A challenge that must be faced

Friday 11th December 2009, 2:59PM GMT.

From Bill Matthews.
OUR globe is warming, but are our hearts and minds? Alarm bells are ringing ever more insistently, but we are taking a long time to wake up to the dangers which are present and menacing.

Like many people, I feel that I should be doing something more effectively about it, but don’t quite know what. And the sad thing is that there are still those who think that it is a false alarm, even in the face of indisputable evidence.

History is the record of such a behaviour pattern and there are those who say: ‘We have always come through it somehow.’

What can we do in Jersey? Many think that we can live more simply and be much more consciously aware of our environment, and this is a good thing.
Each of us can be more alert, inventive and proactive in the way that we seek to limit energy consumption, and reduce pollution and revise our living patterns.

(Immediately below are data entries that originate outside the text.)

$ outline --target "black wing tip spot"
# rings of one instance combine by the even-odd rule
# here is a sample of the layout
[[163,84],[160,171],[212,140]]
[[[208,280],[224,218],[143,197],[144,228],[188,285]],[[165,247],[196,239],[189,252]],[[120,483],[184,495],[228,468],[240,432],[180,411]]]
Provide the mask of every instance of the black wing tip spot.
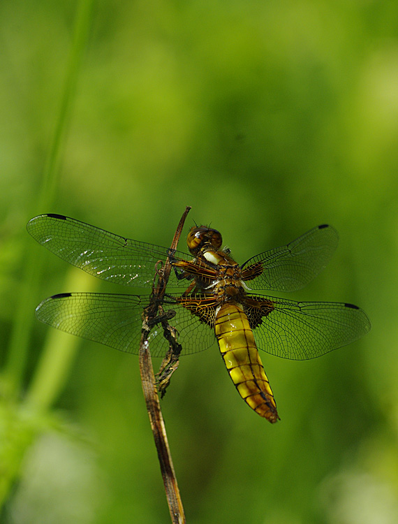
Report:
[[59,220],[66,220],[66,217],[64,214],[58,214],[57,213],[47,213],[45,216],[49,217],[50,218],[59,219]]
[[50,296],[50,299],[55,300],[56,298],[66,298],[68,296],[72,296],[71,293],[59,293],[58,295],[53,295]]
[[344,304],[344,305],[345,305],[346,307],[351,307],[353,310],[359,310],[360,309],[358,306],[355,305],[355,304],[348,304],[348,303],[346,303],[346,304]]

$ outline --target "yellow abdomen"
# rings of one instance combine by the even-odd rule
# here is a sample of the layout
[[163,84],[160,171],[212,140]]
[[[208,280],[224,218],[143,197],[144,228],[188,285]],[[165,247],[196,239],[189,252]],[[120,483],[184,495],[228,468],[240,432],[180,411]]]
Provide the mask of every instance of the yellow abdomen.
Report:
[[270,422],[278,412],[246,313],[237,304],[224,304],[216,314],[214,329],[220,351],[239,394]]

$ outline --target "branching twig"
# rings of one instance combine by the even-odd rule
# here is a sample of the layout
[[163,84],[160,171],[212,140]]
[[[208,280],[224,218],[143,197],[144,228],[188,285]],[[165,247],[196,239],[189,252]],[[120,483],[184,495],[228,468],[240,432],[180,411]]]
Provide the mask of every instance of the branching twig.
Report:
[[[186,208],[185,212],[179,221],[171,245],[171,253],[177,249],[184,223],[190,209],[189,207]],[[168,355],[165,358],[159,372],[159,374],[162,373],[159,375],[159,381],[163,395],[164,389],[167,387],[170,381],[171,373],[177,369],[178,356],[181,351],[181,346],[177,342],[175,330],[168,324],[170,315],[165,315],[161,307],[171,269],[171,263],[170,259],[168,258],[165,265],[158,272],[158,280],[154,285],[149,305],[145,308],[144,312],[142,333],[140,342],[140,371],[145,403],[158,451],[171,520],[173,524],[183,524],[186,523],[185,515],[168,446],[148,342],[148,336],[153,325],[161,323],[164,336],[168,340],[170,346]]]

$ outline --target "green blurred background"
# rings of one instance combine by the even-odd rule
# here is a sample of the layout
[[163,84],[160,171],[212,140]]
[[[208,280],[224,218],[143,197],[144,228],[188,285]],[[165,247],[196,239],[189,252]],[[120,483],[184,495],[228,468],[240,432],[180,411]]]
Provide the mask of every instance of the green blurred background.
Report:
[[189,205],[238,262],[332,224],[332,261],[287,298],[356,303],[373,328],[316,361],[263,354],[274,425],[216,346],[182,359],[162,407],[188,522],[398,522],[398,3],[94,2],[49,168],[78,9],[0,3],[0,521],[170,521],[138,358],[34,316],[56,293],[128,290],[25,224],[62,213],[168,245]]

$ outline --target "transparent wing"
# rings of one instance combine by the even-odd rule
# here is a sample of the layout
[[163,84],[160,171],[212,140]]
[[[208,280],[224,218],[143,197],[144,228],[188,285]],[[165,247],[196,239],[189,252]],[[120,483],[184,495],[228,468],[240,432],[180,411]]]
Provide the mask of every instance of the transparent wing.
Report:
[[[148,302],[147,297],[133,295],[64,293],[43,300],[36,314],[42,322],[61,331],[138,355],[142,310]],[[175,312],[169,323],[178,331],[182,355],[203,351],[213,344],[214,330],[180,306],[172,296],[163,307]],[[164,356],[168,343],[161,325],[155,326],[149,342],[152,356]]]
[[257,326],[258,347],[283,358],[315,358],[357,340],[371,327],[366,313],[352,304],[293,302],[259,295],[250,296],[249,301],[247,312]]
[[326,266],[339,236],[331,226],[318,226],[290,244],[266,251],[245,262],[243,280],[251,289],[295,291]]
[[[124,286],[152,286],[155,265],[167,258],[167,247],[118,236],[61,214],[40,214],[28,222],[28,232],[47,249],[87,273]],[[176,252],[177,260],[192,257]],[[187,287],[170,273],[168,287]]]

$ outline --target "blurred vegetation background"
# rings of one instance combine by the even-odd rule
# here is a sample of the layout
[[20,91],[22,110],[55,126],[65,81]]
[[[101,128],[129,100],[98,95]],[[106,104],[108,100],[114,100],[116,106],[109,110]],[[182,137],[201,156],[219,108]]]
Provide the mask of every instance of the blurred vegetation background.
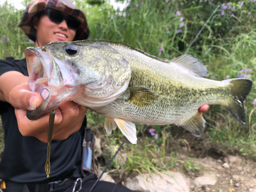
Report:
[[[114,9],[105,0],[74,1],[83,10],[91,33],[90,39],[121,42],[148,54],[170,59],[186,51],[216,7],[220,5],[187,54],[205,63],[217,80],[246,77],[253,81],[244,101],[246,123],[242,125],[226,109],[211,105],[204,114],[207,127],[198,138],[182,128],[138,124],[138,144],[127,144],[125,164],[112,163],[110,169],[124,174],[151,173],[175,167],[179,161],[177,146],[185,144],[204,153],[236,153],[256,157],[256,0],[243,2],[215,0],[130,0],[123,10]],[[29,1],[24,1],[26,5]],[[123,1],[119,1],[119,2]],[[0,58],[24,57],[27,47],[34,46],[17,27],[23,13],[7,2],[0,6]],[[104,118],[88,113],[89,126],[104,133]],[[149,131],[149,130],[150,130]],[[4,147],[3,133],[1,147]],[[116,147],[124,136],[118,129],[104,136],[102,144]],[[126,142],[127,143],[127,142]],[[154,159],[154,160],[152,160]],[[197,165],[183,161],[184,170],[198,170]]]

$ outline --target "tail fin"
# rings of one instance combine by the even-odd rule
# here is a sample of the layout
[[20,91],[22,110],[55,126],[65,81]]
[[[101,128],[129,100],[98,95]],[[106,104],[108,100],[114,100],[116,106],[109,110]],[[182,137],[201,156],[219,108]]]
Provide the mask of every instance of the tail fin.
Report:
[[245,124],[245,114],[243,102],[251,89],[252,81],[244,78],[225,80],[232,84],[232,100],[226,106],[231,113],[243,124]]

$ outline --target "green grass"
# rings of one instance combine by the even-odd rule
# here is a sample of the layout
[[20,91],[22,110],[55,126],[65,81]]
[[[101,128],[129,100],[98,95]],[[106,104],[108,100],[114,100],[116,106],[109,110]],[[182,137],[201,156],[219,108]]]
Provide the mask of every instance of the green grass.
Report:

However, this is easier said than done, because there are a lot of things we like and have grown used to and, therefore, think we need.

Tightening belts in a fat society can be good for most of us, even those who think we are poor and underprivileged.

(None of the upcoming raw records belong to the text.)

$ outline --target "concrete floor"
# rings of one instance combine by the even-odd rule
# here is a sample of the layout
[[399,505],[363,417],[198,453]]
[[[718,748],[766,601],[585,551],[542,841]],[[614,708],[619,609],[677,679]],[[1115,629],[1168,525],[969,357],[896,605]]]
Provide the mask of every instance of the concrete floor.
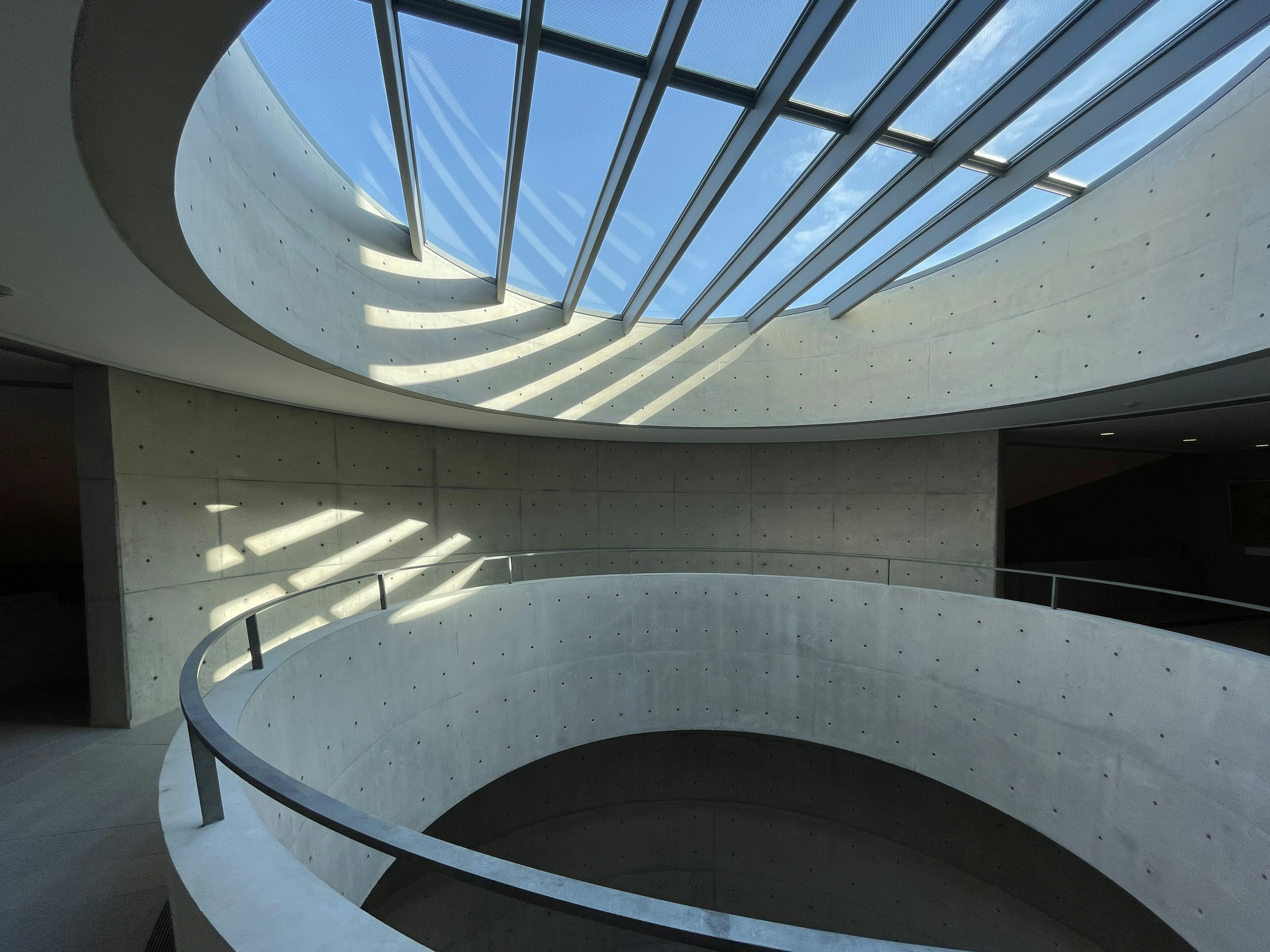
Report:
[[146,947],[168,899],[159,769],[179,724],[0,720],[0,949]]

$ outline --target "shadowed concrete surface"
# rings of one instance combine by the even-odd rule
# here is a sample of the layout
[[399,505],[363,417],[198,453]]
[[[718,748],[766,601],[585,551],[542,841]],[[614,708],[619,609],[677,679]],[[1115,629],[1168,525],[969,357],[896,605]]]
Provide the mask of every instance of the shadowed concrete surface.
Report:
[[[786,737],[683,731],[587,744],[494,781],[427,833],[613,889],[870,938],[975,952],[1191,948],[1006,814],[900,767]],[[362,908],[433,949],[662,944],[403,861]]]
[[[207,703],[277,769],[408,830],[592,741],[715,730],[829,745],[1011,815],[1196,949],[1245,952],[1267,915],[1266,678],[1261,655],[1048,607],[667,572],[366,612],[281,644]],[[179,731],[160,809],[178,935],[212,939],[190,949],[333,933],[415,947],[361,909],[389,856],[224,768],[225,820],[203,828],[189,763]],[[302,924],[269,922],[300,904]]]
[[[748,553],[695,557],[697,547],[978,565],[996,555],[993,432],[758,444],[558,440],[340,416],[113,369],[108,390],[105,505],[110,532],[118,526],[110,559],[135,722],[177,704],[180,665],[213,627],[342,574],[465,560],[392,575],[390,594],[400,600],[465,571],[471,584],[507,581],[505,561],[481,556],[528,550],[663,551],[630,561],[621,553],[617,564],[598,552],[525,561],[518,579],[627,569],[885,579],[880,561],[765,567]],[[913,564],[897,566],[893,580],[991,590],[983,572]],[[356,593],[340,586],[283,605],[262,631],[268,638],[370,607],[349,603]]]
[[0,949],[146,947],[168,899],[157,787],[179,722],[0,721]]

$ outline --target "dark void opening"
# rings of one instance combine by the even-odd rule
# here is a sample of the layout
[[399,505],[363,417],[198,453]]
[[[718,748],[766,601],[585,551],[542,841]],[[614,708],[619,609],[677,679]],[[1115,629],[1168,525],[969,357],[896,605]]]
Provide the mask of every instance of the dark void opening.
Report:
[[[1003,482],[1008,567],[1270,605],[1266,449],[1011,444]],[[1053,595],[1049,579],[1019,575],[1001,594],[1040,604]],[[1270,652],[1266,612],[1071,580],[1058,604]]]
[[[544,758],[427,833],[540,869],[794,925],[969,949],[1190,949],[1097,869],[937,781],[784,737],[639,734]],[[363,908],[438,952],[685,948],[404,861]]]
[[0,350],[0,721],[88,724],[70,380]]

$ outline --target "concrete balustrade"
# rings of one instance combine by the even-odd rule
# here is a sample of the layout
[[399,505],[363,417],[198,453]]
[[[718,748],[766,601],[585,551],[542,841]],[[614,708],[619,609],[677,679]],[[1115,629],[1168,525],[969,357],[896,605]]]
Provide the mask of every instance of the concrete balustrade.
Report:
[[[665,730],[812,740],[1021,820],[1196,949],[1233,952],[1270,927],[1267,692],[1264,656],[1066,611],[829,579],[663,574],[392,605],[295,638],[208,703],[279,768],[413,829],[592,740]],[[319,933],[415,947],[356,905],[387,857],[244,795],[224,768],[221,778],[226,820],[199,829],[179,734],[161,795],[178,934],[220,937],[189,948],[311,948]]]

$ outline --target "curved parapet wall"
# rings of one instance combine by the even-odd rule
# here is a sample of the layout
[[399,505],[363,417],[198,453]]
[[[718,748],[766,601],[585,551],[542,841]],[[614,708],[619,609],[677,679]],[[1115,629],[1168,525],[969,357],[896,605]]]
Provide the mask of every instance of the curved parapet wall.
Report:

What can we do as an island community? Certainly we need to make the issue a priority in any of the planning we envisage.

It seems to me that the problem is, among other things like our greed, a consequence of technology which, if we choose, can be redirected to solve the problems rather than compound them.

Our Island is peculiarly well placed in this respect, since we are set within readily accessible sources of energy, such as wind and water and sun. Wind is almost constant in our low lying position and the technology to farm it is much advanced.

We are surrounded by shallow water and high tides, and should be utilising these. We advertise ourselves as the sunniest of the British Isles and solar power is now easily accessible.

There are many ways in which these elements can be embraced, as an Island and individually, for our good use and as part of any forward planning. To itemise these would require a longer article than this letter, but it needs to be done.

Of course, I hear the immediate cries of those who say that we cannot afford such an investment cost, but I believe that the much stronger reasoning is that we cannot afford not to face this challenge. The challenge is urgent and immediate.